Herkesin aylar önce izlediği “Twilight”ı sonunda tavsiye üzerine izledim. Filmden önce her zaman yaptığım gibi izleyenler bakayım ne demiş diye ekşi sözlüğe baktım. Tamamını okumayıp en son sayfaya gittim. Yazanlar demediklerini bırakmamışlar. Yok kız filmiymiş, yok şöylemiş, yok böyleymiş. İçimden sordum: madem o kadar kötü niye 15 sayfa entry yazdınız diye.
Neyse bu kısa araştırma seansından sonra oturdum bir güzel filmi izledim ve bayıldım. Evet bu film kesinlikle kız filmi. Romantizmi, aşk için yapılabilecek fedakarlıkların sınırını, engellerin bir ilişkiyi ne derece çekici ve başdöndürücü kılabildiğini, ne derece bağımsız ruhlu olurlarsa olsunlar kendilerini sahiplenen bir erkek gördüklerinde kadınların nasılda eriyip bittiklerini, o erkeğin ebedi aşkı uğruna vampir bile olabileceklerini bu film sayesinde zevkle hatırladım. Uslanmaz bir romantik Amerikan filmi hastası olan ben geçen kış da “Gossip Girl”e takmıştım kafayı. Blair ve Chucktan başka hiçbirşey konuşmak istemiyordu canım bir ara. Ondan önce de yaz tatilinde elimde Boleyn Kızı serisi vardı.
Twilight is the new pink diyorum o zaman ben. İkinci filmin fragmanını da izledikten sonra Cuma günü D&R’da gördüğüm serinin kitaplarını bir araya getirdikleri teneke kutulu paketi almaya karar verdim.
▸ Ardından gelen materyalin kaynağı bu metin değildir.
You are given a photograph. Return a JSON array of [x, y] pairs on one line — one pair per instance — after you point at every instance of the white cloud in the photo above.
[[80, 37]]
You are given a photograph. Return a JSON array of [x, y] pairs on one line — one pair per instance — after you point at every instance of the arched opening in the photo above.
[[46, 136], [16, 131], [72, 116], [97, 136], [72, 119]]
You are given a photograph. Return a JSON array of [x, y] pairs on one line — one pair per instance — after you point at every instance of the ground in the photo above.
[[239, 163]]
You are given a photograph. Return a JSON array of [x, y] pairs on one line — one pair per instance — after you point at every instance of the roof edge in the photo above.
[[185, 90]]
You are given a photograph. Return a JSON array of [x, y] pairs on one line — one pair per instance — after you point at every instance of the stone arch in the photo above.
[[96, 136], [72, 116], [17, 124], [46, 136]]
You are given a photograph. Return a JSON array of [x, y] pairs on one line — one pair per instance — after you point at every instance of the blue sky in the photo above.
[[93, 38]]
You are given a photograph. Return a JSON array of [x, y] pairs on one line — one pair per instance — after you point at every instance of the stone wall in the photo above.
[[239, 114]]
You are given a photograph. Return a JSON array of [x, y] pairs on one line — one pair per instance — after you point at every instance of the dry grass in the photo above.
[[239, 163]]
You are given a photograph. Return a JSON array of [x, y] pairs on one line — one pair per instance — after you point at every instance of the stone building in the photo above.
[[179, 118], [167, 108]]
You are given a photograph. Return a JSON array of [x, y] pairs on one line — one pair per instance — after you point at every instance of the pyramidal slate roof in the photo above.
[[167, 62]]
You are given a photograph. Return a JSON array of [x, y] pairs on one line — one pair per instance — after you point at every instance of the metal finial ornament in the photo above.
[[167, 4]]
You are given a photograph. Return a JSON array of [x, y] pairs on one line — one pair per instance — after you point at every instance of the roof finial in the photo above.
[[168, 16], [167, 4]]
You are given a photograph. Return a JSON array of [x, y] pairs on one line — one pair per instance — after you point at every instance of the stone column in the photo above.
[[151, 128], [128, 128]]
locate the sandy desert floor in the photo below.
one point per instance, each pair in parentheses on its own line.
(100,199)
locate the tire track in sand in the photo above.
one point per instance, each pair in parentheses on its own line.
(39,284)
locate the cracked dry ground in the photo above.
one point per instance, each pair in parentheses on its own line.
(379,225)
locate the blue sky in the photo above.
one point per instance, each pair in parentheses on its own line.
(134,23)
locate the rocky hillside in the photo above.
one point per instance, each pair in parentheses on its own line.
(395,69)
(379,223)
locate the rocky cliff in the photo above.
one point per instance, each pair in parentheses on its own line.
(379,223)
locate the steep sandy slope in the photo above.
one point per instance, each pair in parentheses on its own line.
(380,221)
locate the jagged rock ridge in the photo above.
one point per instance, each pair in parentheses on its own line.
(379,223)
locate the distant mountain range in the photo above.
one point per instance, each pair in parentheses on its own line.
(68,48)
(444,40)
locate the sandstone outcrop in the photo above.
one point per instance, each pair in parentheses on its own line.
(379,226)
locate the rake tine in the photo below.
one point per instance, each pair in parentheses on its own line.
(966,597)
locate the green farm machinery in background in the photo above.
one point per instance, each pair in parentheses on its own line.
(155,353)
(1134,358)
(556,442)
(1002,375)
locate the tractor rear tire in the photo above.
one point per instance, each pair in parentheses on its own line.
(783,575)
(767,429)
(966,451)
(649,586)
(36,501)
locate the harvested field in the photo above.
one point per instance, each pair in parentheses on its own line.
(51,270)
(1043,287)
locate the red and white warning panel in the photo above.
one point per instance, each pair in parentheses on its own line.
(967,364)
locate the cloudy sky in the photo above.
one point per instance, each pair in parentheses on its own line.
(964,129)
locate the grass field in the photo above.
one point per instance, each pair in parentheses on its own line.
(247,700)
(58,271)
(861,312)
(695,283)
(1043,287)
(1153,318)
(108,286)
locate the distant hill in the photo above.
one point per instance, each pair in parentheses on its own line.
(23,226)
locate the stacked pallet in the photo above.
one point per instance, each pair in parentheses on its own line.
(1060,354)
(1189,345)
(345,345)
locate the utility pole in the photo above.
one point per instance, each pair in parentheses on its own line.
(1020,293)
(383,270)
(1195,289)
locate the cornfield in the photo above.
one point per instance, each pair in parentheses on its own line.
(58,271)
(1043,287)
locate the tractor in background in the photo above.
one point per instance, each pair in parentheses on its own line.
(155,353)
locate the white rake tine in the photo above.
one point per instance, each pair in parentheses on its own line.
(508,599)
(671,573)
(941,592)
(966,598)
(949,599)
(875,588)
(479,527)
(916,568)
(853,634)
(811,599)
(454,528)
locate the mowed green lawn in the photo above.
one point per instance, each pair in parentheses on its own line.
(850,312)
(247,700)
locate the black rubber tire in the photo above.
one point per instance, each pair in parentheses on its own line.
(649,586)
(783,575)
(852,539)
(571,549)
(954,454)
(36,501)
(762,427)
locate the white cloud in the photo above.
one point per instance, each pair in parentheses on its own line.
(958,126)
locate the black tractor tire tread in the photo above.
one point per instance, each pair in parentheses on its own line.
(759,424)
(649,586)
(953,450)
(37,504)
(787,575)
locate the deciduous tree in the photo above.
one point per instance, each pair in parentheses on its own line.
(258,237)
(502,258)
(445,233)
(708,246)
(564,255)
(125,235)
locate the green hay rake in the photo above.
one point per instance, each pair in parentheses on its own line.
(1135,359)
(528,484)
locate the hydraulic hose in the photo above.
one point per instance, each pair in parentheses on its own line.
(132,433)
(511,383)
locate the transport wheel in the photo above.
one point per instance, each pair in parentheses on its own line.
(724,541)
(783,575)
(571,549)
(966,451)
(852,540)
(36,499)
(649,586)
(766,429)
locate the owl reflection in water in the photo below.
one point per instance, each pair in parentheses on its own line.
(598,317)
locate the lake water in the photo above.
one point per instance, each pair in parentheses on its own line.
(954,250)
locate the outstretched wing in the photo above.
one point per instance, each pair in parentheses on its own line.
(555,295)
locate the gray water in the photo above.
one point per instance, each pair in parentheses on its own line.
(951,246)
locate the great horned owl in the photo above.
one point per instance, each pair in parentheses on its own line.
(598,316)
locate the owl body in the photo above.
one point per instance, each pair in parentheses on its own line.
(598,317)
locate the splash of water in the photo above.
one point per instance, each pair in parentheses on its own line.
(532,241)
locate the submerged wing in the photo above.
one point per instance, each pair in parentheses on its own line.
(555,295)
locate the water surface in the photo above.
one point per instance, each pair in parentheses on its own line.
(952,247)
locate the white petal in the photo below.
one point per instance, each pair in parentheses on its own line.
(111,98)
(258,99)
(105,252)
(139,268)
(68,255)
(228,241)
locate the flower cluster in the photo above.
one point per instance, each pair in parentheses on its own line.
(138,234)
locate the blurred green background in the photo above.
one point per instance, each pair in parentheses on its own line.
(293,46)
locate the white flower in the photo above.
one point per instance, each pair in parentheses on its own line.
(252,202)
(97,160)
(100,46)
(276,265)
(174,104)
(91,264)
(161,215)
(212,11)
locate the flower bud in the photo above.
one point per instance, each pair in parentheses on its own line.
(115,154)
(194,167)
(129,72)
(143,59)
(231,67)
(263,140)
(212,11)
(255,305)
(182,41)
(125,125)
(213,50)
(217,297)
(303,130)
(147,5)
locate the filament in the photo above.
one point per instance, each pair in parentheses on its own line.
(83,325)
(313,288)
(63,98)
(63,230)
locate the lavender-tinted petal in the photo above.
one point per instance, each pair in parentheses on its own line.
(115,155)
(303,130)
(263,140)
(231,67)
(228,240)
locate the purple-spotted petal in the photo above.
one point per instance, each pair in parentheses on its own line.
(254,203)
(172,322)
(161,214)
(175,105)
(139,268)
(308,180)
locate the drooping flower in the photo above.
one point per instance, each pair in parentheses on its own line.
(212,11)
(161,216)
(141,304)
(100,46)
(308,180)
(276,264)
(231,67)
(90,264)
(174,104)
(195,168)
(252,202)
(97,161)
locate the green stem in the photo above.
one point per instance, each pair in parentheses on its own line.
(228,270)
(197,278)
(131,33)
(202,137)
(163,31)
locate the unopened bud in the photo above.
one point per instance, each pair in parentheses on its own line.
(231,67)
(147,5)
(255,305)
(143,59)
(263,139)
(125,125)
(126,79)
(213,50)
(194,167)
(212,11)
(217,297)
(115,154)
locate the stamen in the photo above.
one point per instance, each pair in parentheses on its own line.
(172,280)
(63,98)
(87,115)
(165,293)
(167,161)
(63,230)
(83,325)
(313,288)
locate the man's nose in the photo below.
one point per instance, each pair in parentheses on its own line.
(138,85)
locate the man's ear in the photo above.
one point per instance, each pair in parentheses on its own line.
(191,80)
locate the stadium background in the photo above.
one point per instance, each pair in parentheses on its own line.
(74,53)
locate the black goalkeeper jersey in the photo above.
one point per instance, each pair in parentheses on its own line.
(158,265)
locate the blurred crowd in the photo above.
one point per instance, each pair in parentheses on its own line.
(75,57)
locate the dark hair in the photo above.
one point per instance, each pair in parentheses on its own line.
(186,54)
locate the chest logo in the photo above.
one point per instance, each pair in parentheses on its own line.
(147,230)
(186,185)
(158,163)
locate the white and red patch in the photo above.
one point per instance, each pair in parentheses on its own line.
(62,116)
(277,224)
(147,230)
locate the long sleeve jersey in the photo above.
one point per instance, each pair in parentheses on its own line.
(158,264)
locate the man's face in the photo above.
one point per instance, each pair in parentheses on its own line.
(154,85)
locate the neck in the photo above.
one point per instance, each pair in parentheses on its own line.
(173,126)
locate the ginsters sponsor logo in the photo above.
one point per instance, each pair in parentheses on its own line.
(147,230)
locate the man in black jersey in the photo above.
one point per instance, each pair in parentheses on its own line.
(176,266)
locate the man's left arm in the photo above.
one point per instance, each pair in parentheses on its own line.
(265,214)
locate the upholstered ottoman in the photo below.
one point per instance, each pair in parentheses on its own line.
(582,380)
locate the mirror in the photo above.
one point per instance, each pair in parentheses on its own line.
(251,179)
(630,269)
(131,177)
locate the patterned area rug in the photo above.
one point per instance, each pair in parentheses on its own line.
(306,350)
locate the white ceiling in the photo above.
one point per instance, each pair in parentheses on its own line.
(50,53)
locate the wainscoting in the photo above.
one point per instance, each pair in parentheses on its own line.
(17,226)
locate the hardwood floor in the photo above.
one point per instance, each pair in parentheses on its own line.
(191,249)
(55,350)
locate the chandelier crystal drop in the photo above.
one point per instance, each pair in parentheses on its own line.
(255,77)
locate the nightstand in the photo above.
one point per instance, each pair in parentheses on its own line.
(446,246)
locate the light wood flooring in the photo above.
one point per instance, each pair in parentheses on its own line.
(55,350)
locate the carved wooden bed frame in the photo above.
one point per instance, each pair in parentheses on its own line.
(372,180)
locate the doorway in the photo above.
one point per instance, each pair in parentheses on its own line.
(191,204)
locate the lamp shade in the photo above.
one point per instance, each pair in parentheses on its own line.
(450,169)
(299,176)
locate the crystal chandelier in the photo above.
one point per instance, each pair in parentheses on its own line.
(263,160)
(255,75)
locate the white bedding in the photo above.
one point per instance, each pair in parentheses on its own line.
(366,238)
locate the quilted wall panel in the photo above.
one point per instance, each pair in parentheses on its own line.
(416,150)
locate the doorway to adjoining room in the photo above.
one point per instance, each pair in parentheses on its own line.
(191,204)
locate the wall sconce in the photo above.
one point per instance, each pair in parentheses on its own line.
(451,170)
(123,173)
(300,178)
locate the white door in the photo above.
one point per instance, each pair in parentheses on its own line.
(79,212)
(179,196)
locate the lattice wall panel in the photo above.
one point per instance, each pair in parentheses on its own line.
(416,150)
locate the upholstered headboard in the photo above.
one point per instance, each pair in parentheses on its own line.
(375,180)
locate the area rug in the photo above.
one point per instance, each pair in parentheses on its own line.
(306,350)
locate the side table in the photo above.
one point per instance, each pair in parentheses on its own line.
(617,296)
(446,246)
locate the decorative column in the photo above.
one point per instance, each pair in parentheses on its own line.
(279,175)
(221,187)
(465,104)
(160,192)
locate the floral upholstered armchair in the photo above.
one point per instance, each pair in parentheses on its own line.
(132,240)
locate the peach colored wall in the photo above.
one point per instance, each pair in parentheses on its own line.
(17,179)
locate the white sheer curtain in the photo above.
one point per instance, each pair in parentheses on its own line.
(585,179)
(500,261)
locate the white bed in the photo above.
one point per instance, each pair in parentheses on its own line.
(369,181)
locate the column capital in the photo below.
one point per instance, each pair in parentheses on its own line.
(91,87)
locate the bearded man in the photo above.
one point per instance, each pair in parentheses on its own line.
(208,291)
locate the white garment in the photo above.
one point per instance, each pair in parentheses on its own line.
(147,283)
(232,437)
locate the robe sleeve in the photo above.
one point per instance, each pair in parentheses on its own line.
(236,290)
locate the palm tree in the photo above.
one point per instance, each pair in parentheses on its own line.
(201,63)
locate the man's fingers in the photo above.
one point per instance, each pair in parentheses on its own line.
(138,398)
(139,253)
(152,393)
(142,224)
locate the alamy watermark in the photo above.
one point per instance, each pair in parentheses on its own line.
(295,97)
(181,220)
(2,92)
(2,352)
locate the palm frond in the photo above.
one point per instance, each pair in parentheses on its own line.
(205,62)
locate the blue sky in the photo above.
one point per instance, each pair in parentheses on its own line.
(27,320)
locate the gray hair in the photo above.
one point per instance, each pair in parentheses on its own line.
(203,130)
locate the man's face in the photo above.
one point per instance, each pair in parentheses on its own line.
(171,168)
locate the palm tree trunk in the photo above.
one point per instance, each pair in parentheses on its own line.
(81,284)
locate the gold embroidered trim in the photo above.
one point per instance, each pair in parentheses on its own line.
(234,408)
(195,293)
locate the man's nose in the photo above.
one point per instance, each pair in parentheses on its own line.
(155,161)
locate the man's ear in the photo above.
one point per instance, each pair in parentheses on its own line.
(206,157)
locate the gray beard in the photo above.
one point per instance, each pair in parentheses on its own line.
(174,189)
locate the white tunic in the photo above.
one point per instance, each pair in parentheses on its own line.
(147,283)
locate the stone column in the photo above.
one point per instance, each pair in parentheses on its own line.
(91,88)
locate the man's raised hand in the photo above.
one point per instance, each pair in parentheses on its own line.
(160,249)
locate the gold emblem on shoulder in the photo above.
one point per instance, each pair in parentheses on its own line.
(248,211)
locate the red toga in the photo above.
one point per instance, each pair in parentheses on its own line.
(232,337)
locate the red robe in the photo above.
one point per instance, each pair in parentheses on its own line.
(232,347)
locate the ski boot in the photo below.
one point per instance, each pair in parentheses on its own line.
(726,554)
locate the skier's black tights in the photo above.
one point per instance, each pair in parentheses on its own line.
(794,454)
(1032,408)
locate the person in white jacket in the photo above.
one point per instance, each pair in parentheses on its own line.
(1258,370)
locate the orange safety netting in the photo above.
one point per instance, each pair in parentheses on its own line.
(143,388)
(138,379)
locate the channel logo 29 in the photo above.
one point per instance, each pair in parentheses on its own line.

Evde tonlarca okuyacak kitap var ama Twilight serisi bir solukta okunacak kitap niteliğine haiz olduğu için diğerleri arasında kolayca sıyrılacağa benziyor.
Üstüne bir de hafta içi Pazartesiden Perşembeye Cnbc-e’deki Moonlight’ı da izlemeye başladım ki vampir olmama az kaldı.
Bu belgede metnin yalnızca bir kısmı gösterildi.